After posting the image to my Instagram feed, my dad commented jokingly, “Next up… WERTYUIOP!” and my sister later suggested making a series of them, so I literally took up the charge and followed their instructions. I could not have anticipated the public response to this project; soon I was approached by the developers of VSCO to publish an interview about my creative process.

I have always loved typography. My parents bought a set of Encyclopedia to supplement my family’s education, and I studied each volume to absorb the evolution of the alphabet. I learned the nuances between letters in printed form and their cursive counterparts.

I also excelled in geometry. My dad is a carpenter, and I had always marveled at the tools and methods he used in his vocation of framing and remodeling homes. I came to discover a love for graphic design and typography with the basic elements of language as the fundamentals in my toolkit.

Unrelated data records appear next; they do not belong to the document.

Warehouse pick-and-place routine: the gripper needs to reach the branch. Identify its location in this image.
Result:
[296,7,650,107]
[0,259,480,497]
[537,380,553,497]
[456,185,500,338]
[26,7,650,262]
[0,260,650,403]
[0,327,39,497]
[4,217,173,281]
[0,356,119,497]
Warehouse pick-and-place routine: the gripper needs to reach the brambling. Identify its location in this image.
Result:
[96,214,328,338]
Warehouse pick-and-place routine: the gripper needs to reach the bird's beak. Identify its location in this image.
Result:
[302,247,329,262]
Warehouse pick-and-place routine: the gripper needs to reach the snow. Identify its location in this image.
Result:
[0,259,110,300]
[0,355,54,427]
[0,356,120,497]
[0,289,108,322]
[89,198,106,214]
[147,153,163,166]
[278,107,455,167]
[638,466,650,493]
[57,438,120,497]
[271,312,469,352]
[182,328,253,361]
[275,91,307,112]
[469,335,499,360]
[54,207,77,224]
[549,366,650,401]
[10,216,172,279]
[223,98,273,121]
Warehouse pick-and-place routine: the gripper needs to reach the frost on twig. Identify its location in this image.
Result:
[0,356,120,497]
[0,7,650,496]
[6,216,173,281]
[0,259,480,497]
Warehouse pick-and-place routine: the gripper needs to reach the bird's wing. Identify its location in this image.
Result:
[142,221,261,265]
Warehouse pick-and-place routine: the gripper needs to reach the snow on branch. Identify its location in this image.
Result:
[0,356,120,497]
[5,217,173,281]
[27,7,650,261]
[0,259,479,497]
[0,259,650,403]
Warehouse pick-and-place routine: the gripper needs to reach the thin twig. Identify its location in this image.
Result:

There is a parallel story in nature, as many of my most profound spiritual experiences since childhood have been surrounded by flora and fauna. I believe I was created in the image of my Creator and, like Adam, am commanded to work the garden. My curiosity toward life manifests in nurturing growth when it struggles. This is expressed in many cultures, but I found it most interesting while living and working in China where meticulous cultivation can be arresting in its beauty, but destructive at the extreme where unsustainable growth can wreak havoc on the environment.

Through NatureType, my relationship with natural surroundings has become a comforting ritual. I love the idea that I am God’s ‘selfie’ and I feel it my duty to reveal His creative nature, not by proliferating self portraits, but by making beautiful, imperfect things, and setting them free.